В послеполуденный час следующего дня, безоблачного, с пронзительно синими небесами, дня немыслимого покоя, дня, когда гудение насекомых в вереске и то представлялось исполненным смысла событием, Бенжамен и Сисили поднялись, чтобы прогуляться, на мыс, тянувшийся над Ривом. Вчера ночью, прежде чем разойтись по кроватям, они поцеловались в дверях ее спальни, и никаких сомнений относительно смысла его поцелуй этот не оставил. Правильно истолковать такой поцелуй способен был даже Бенжамен. Сисили прошептала: «Что-то у нас с тобой завязалось, правда?» — а после ускользнула во тьму своей спальни, напоследок успев с быстрой, упоенной улыбкой оглянуться на Бенжамена.

Он пролежал без сна почти до рассвета — мысли о новом, нежданном счастье так и плясали в его голове.

Сегодня же они карабкались, поднимаясь к зазубренному кряжу Крейгиау-Гвинеу, на котором, по словам дяди Глина, стояла некогда горная крепость, построенная, вероятно, еще в железном веке. Впрочем, в этот жаркий безмолвный час им, окруженным с трех сторон океаном, по которому катили пенистые валы, было не до размышлений о подобных вещах. Спуск от крепости к верхушке обрыва оказался более пологим. Бенжамен, держа Сисили за руку, вел ее по овечьей тропе сквозь колючий утесник: в таких местах он обретал проворство и уверенность шага, обнаруживая, что само строение земли Ллина запечатлелось в его сознании за годы детских прогулок, за долгие светлые вечера, отданные веселым вылазкам с Лоис, с отцом и мамой, с дедушкой и бабушкой, даже с Полом.
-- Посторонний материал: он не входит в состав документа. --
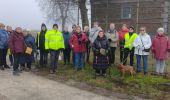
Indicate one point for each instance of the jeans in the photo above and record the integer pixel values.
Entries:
(160, 66)
(145, 62)
(17, 58)
(112, 55)
(79, 60)
(66, 53)
(126, 53)
(43, 57)
(121, 54)
(54, 55)
(3, 53)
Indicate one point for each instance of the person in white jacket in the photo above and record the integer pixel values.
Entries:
(142, 46)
Пусть Глин говорит что хочет: часть этого полуострова все равно принадлежит ему, в каком-то смысле.

Еще не достигнув края обрыва, они наткнулись на широкую, изрядно разбитую дорогу, идущую вдоль мыса. Они повернули налево и пошли по ней в сторону Порт-Нейгула. Там, где дорога сворачивала, уклоняясь от моря, из папоротников поднималась широкая плоская каменная плита. Прекрасное место, чтобы присесть и передохнуть. Его как раз хватало на двоих, если, конечно, эти двое не против того, чтобы сидеть, как можно теснее прижавшись друг к другу.
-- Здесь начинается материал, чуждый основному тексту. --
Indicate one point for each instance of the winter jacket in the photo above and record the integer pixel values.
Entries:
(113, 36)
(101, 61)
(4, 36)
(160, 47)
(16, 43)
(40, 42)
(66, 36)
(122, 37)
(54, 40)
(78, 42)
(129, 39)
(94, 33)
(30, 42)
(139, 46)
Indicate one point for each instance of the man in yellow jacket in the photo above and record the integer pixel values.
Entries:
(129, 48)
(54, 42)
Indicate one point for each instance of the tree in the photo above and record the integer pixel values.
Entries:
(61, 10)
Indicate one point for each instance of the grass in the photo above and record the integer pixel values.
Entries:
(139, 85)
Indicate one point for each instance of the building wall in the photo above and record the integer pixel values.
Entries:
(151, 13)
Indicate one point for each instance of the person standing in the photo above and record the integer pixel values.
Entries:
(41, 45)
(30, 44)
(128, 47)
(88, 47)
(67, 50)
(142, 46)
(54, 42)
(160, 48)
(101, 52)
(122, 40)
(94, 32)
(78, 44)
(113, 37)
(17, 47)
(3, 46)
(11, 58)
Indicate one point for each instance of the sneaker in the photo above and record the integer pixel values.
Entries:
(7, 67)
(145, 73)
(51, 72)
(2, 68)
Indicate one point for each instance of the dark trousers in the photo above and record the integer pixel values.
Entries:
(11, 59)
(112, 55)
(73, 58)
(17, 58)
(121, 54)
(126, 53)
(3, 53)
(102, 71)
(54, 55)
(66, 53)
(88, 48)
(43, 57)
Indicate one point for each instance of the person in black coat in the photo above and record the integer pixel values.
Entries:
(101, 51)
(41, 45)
Бенжамен окинул взглядом огромную ширь залива, заслужившего свое название тем, что в ходе столетий он заманил в себя на верную смерть бесчисленных мореходов; нынче залив — в который, впрочем, раз — выглядел почти благодушным. Величавость этой панорамы, еще и освященной присутствием Сисили, наполнила душу Бенжамена загадочным, неизъяснимым блаженством.

— В прошлом году, вот в это же время, — сказал он, — мы с дедушкой смотрели на такой же вид. Вон оттуда, — он указал на лежащий по другую сторону залива Клайн. — И дед произнес удивительные слова. Он сказал, что невозможно смотреть на такую картину и сомневаться в существовании Бога.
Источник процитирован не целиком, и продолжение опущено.